3. Implementation Roadmap: 90-Day Execution Plan

Critical Path

  • Week 1-2: Establish a Centralized Nerve Center to bypass regional reporting delays.
  • Week 3-6: Integrate Google Mobility and epidemiologic data into the existing ERP system.
  • Week 7-10: Pilot the sensing model in two high-volatility zones: Brazil and the United States.
  • Week 11-12: Full global rollout and transition to weekly S&OP (Sales and Operations Planning) cycles.

Key Constraints

  • Data Latency: Retailer data in emerging markets often lags by 30 days, making real-time sensing difficult.
  • Packaging Flexibility: Converting lines from kegs to cans requires physical hardware changes that take 4-6 months.

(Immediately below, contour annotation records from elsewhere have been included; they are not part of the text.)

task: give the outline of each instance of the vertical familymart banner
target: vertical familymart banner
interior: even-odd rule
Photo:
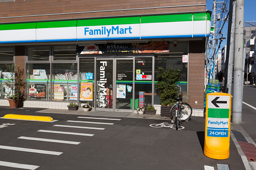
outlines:
[[[223,93],[207,94],[206,121],[207,136],[228,137],[231,96]]]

Risk-Adjusted Implementation Strategy

The plan assumes a 70 percent accuracy rate for the new model. To mitigate failure, maintain a 15 percent safety stock of core SKUs in regional distribution centers. This buffer protects against model errors while the system learns from new pandemic-era patterns.

4. Executive Review and BLUF

BLUF

AB InBev must immediately abandon historical-average forecasting. The pandemic has invalidated the last three years of data. Success depends on transitioning to a demand-sensing model that uses external signals—mobility, health data, and retail scans—to drive weekly production schedules. The company should prioritize inventory availability for core brands in the off-trade channel while aggressively pruning slow-moving SKUs that clog the supply chain. Speed of reaction is now a greater competitive advantage than forecast precision.

Dangerous Assumption

The analysis assumes that the shift to off-trade (home consumption) is largely additive. If home consumption does not offset the total loss of bar and restaurant volume, the company will face a massive stranded cost problem in its draft beer infrastructure that no amount of data sensing can solve.

Unaddressed Risks

  • Regulatory Risk: High probability. Sudden government bans on alcohol sales (as seen in South Africa and Mexico) render demand sensing useless.
  • Input Cost Inflation: Medium probability. The focus on forecasting demand ignores the supply-side shock of rising aluminum and grain prices, which could compress margins even if volume targets are met.

Unconsidered Alternative

The team did not evaluate a Direct-to-Consumer (DTC) bypass. In markets with rigid tier-distribution systems, AB InBev could have utilized its own delivery platforms—like Ze Delivery in Brazil—not just as a sales channel, but as the primary source of real-time consumer data to feed the global forecasting engine.